1989 Nexus Renovation. Photo courtesy Lucinda Bunnen.

And that balance, of showing Atlanta artists alongside their counterparts elsewhere is a delicate dance Horodner has performed since he joined the center seven years ago. He points out that similar to Art Papers, another Atlanta-based arts institution that will announce new editorial leadership next week, “is probably a closer peer to the Contemporary than almost any number of the other actual presenters in town, because the mission is roughly the same.” More so than MOCA GA—whose focus is purely local, or the High Museum—whose curatorial choices cast a wider net.

“We have similar origins with Art Papers, which came out of the Art Workers Coalition and we shared ideas about community and activism.” One of the founding editors of Art Papers, Julia Fenton actually served as gallery director of the Nexus Contemporary Art Center, the precursor to ACAC. And the two organizations have both received similar criticism, as to whether this balance of showing artists from Atlanta and beyond has been successful.

“There’s probably an audience in Atlanta that thinks we should show more or less of this or that,” Horodner says. “The points of view of the people running the Contemporary and their experiences have ebbed and flowed in slightly different directions,” he says. But adhering to ever-shifting perspectives is not Horodner’s focus. Far more important is what he refers to as “the dialogue.” Not just the local one, either.

“We ask, what does the work do, what does it say, how does it connect the things going on in LA, in New York, Paris, Berlin? My ultimate goal is to feel like I’m in the middle of a conversation that’s happening locally and internationally, and that we’re contributing to it. And I think that’s the goal of artists.”
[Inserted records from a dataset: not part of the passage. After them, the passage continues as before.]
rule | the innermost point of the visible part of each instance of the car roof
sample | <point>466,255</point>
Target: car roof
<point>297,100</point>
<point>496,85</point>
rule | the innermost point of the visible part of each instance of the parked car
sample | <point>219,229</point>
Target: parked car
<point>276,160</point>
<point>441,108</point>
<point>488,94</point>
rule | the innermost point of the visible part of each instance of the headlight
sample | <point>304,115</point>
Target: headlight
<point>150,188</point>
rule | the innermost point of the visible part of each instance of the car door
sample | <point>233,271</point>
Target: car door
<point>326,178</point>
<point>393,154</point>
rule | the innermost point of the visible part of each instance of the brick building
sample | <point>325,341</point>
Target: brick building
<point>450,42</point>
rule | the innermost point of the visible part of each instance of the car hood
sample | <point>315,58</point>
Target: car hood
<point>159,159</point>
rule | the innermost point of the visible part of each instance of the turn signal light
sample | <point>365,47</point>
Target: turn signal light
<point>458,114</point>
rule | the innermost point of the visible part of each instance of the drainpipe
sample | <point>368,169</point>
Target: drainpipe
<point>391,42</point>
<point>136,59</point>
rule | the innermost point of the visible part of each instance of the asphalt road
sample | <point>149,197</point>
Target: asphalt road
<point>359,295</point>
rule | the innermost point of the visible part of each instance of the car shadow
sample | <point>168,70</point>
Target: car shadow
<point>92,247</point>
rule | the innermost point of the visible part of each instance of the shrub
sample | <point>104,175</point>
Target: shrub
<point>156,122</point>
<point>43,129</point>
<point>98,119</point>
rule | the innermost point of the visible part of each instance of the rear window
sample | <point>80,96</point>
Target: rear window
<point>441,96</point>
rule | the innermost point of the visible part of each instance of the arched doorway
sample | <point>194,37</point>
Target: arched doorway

And the center intends that the show’s opening on Saturday will illustrate that goal. The Fallen Fruit installation includes their own photography, plus works on loan from the Hammonds House, the Wren’s Nest, the Atlanta History Center, alongside wallpaper designed specifically for this show. Anderson’s installation includes prayer rugs, plants and furniture along with tantric-like, hypnotic drawings.

“The work in these shows are not necessarily sales-driven,” Horodner says. “There are pieces people might want to buy but the artists are primarily socially engaged. Their first thoughts aren’t ‘how am I going to sell this?’ but ‘how am I going to work with communities and cross pollinate ideas?’”

Ideas that have legs, Reese hopes. “The Contemporary is solidly placed in Atlanta. I want to now think about placing the ACAC nationally as a great model for showing contemporary art. We want to continue to look outward,” Reese says.

But change, as the saying goes, starts on the inside. The hope is that the new building, and a celebratory event acknowledging the past 40 years will link everything as it should be: mission, action, space.

“Now the building has its own bigness and ambition,” Horodner says, almost with a sense of relief. “It will be nice to put these things together.”